The entries can be indexed and the file content is shown:

In [None]:
repo[0]

### Filtering

The repository can be filtered in a HDF5-like syntax. First import all filter classes from the module `filter_classes`:

In [None]:
from h5rdmtoolbox.h5database.filter_classes import *
# repo.list_attribute_values('operator', '/')

The filter method requires an object `Entry`. It is the access location within a file, here the group "operation_point" in the root group. In the example the repository is filtered for the attribute "long_name" equal to "Operation point data group". A sub-repository is returend which is again an HDF5 file with external links - but this time only to the HDF files matching the filter request:

In [None]:
%%time
sub_repo = repo.filter(Entry['/operation_point'].attrs['long_name'] == 'Operation point data group')

In [None]:
sub_repo.dump(False)

The elsaped time for the filter request and building the new HDF toc-file is:

In [None]:
sub_repo.elapsed_time  # [s]

Evaluating the sub-repository is quite straight forward as we are still working with HDF5 files.

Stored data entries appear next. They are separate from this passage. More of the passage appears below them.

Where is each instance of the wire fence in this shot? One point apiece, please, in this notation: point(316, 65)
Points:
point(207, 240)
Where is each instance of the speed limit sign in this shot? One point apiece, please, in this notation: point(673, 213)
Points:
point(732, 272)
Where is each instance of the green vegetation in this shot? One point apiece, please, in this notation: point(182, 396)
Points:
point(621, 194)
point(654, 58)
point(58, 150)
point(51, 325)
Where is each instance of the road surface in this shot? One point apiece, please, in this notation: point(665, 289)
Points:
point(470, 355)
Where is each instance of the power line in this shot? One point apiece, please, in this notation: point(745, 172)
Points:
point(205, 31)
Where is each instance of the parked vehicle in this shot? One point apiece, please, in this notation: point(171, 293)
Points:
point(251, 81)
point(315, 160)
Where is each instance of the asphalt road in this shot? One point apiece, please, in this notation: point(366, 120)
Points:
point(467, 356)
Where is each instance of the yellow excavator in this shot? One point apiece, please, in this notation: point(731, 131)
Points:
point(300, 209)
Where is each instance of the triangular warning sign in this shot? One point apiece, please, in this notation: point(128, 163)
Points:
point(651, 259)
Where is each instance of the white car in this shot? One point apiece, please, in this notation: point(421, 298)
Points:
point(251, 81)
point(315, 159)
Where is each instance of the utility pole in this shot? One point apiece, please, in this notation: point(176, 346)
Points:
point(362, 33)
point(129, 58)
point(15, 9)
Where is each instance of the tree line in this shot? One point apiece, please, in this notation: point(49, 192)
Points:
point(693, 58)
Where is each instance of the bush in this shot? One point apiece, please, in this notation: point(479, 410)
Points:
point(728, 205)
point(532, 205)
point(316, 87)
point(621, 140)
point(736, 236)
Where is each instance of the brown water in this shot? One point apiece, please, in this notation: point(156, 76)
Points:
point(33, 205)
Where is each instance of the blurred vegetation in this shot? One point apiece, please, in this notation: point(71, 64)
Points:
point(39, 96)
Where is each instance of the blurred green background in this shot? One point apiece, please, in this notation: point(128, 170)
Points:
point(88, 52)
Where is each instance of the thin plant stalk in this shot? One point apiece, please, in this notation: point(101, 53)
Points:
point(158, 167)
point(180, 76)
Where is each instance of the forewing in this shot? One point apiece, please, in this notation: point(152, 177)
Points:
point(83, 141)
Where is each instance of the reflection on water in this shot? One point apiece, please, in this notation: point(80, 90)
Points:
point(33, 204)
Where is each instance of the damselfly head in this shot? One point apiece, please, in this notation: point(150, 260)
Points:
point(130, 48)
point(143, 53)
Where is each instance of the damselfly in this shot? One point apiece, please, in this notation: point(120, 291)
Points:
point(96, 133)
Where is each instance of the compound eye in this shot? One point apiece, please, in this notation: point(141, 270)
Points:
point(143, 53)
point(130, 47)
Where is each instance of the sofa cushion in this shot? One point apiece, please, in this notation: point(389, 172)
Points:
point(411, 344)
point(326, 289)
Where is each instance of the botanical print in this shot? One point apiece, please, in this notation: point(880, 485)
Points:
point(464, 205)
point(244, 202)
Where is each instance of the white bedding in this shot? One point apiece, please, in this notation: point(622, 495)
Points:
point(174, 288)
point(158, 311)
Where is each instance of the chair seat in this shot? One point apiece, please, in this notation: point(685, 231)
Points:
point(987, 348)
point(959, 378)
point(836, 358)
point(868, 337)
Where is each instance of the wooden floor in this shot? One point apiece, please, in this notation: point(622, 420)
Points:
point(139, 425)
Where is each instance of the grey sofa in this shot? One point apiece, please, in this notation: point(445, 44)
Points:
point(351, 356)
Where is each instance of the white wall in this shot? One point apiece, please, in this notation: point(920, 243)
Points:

Let's plot data from the filter results:

In [None]:
%%time
import matplotlib.pyplot as plt

plt.figure()
for r in sub_repo:
    with r as h5:
        if 'operation_point' in h5:
            plt.scatter(h5['operation_point']['vfr'].attrs['mean'], h5['operation_point']['ptot'].attrs['mean'])
plt.xlabel('vfr')
plt.ylabel('ptot')
plt.show()

## H5Files - Accessing multiple HDF files

This concepts assumes that we already know the HDF files. This might be a result from above

In [None]:
from h5rdmtoolbox.h5database import H5Files

In [None]:
sub_repo[0:3]

In [None]:
with H5Files(*[sr.filename for sr in sub_repo[0:4]]) as h5files:
    print(h5files.keys())
    h5files[0].dump()